Two years ago, self-described “sentimental gentleman” Nick Ferrio tattooed “classic country is three chords and the truth” on his arm.
The first of many tattoos, the expression encompasses Ferrio’s style of songwriting, reflecting a belief that music should capture the rawness of human emotion through minimalism.
On stage, Nick Ferrio and his backup band go by Nick Ferrio & His Feelings. They’re a classic country group that strays away from Ferrio’s past immersion in the punk rock community of Peterborough.
“Country music and punk rock have a kinship in terms of the simplicity of the music,” he said. “It was giving me truth that was reflecting on my own life and was more real.”
The manufactured quality of Top 40 music sacrifices lyrical sincerity and emotional depth, which often leads to alienation among listeners, Ferrio said.
Some country artists like Toby Keith have a “phony” feel to them according to Ferrio, but others maintain emotional authenticity like Gillian Welch, who’s not from the south, but from Boston.
“She makes music that feels like she’s speaking to me, whereas with Toby Keith it feels like he’s selling me a car.” One song on his album entitled “Free Man, Switzerland” describes his experience being arrested in Geneva by cops who forced him to empty out his bank account.
“They were jerks and made my life difficult … I ended up going back to the police station the next day to ask for a map.
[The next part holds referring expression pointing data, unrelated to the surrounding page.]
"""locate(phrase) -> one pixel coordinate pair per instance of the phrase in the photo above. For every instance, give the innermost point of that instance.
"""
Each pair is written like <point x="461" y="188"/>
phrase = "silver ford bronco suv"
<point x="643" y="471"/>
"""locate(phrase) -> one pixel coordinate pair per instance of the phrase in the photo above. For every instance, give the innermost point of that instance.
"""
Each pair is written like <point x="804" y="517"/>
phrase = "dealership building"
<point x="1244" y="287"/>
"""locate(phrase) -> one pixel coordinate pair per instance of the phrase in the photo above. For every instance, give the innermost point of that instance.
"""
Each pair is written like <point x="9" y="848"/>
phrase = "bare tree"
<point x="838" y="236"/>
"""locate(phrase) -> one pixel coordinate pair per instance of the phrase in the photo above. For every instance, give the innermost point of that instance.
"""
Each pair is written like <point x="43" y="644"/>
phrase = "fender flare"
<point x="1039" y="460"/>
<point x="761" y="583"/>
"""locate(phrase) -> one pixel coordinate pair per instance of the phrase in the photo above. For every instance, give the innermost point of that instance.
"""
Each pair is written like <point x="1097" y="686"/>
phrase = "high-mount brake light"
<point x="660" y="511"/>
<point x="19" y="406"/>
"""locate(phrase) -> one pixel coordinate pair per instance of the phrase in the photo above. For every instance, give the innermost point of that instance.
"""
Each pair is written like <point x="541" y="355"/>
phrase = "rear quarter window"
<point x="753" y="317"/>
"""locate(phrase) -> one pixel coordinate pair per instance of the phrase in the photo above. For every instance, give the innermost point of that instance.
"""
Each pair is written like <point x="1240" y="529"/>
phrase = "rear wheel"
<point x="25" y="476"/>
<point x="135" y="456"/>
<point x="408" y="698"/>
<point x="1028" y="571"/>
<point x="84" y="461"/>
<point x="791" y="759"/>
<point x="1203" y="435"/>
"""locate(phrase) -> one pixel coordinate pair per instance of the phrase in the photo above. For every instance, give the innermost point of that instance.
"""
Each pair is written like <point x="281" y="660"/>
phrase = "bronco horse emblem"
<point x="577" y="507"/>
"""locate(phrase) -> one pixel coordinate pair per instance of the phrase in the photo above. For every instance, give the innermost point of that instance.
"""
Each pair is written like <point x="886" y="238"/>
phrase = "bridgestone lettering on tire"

I mean, they stole my money, so I might as well get something out of it.”
Often an outsider in high school, Ferrio’s experience with loneliness and alienation gave him a broader perspective of the human experience.
“I was always the artsy outsider in high school and always felt weird in a school full of jocks,” he said.
However now his opinions towards sports have changed, citing football as fascinating.
“It’s like watching Shakespeare. There’s dramatic narratives going on, it’s like a soap opera — I love it.”
Nick Ferrio & His Feelings play the Artel on Friday at 8:30 p.m.